O evangelho do algoritmo | RDNEWS

Rodinei Crescêncio

No documentário Apocalipse nos Trópicos, a câmera não apenas registra cultos, mas revela a expansão de um movimento que extrapola os limites das igrejas: o crescimento do protestantismo no Brasil como força cultural e política. A cena religiosa, antes restrita a templos e púlpitos, ganhou as redes sociais e se tornou parte do espetáculo digital. Se a fé move montanhas, hoje ela também move algoritmos.

Basta abrir o Instagram ou o TikTok para encontrar trechos de sermões, frases inspiracionais e conteúdos devocionais embalados em estética jovem e linguagem pop. Movimentos como Os Legendários, voltados para a juventude evangélica, e perfis como Café com Deus Pai ilustram bem esse fenômeno: a religião convertida em “trend”, adaptada ao ritmo acelerado de stories, reels e cortes de vídeo. O discurso religioso se veste de hashtags, playlists de adoração e filtros coloridos. A espiritualidade, cada vez mais, fala a linguagem do engajamento.
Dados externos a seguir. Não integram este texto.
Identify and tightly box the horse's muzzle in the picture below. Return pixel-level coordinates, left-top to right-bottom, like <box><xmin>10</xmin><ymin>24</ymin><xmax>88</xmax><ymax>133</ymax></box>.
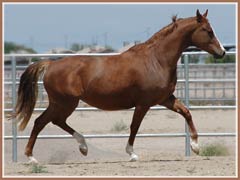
<box><xmin>213</xmin><ymin>51</ymin><xmax>225</xmax><ymax>59</ymax></box>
O discurso religioso se veste de hashtags, playlists de adoração e filtros coloridos. A espiritualidade, cada vez mais, fala a linguagem do engajamento


Mauricio Munhoz

Mas há uma diferença crucial entre o púlpito físico e o púlpito digital: no segundo, não é o pastor quem decide o que vai ecoar, mas o algoritmo. Ele se torna um novo mediador da fé, um “pastor invisível” que seleciona quais mensagens serão amplificadas e quais permanecerão escondidas nos bastidores da internet. Como diria Shoshana Zuboff, não se trata apenas de fornecer informação, mas de prever e moldar comportamentos. A fé, nesse contexto, entra na lógica do capitalismo de vigilância, em que aquilo que acreditamos também se transforma em dado a ser explorado.

Esse processo gera um paradoxo. Por um lado, há uma democratização do acesso: qualquer pregador com um celular pode alcançar milhares de pessoas, rompendo fronteiras geográficas e institucionais. A religião se adapta ao ambiente digital e ganha novas formas de comunidade. Por outro, o mesmo mecanismo que espalha mensagens de fé também pode distorcê-las, incentivando conteúdos que priorizam a viralização sobre a reflexão, o choque sobre a profundidade, a promessa fácil sobre a experiência espiritual autêntica.

O filósofo Byung-Chul Han alerta que vivemos numa era em que tudo precisa ser visível, consumível e instantâneo. A espiritualidade, quando capturada pelo algoritmo, corre o risco de se transformar em mais um item nesse mercado da atenção. A liturgia do tempo presente não é mais apenas a do templo, mas a do feed.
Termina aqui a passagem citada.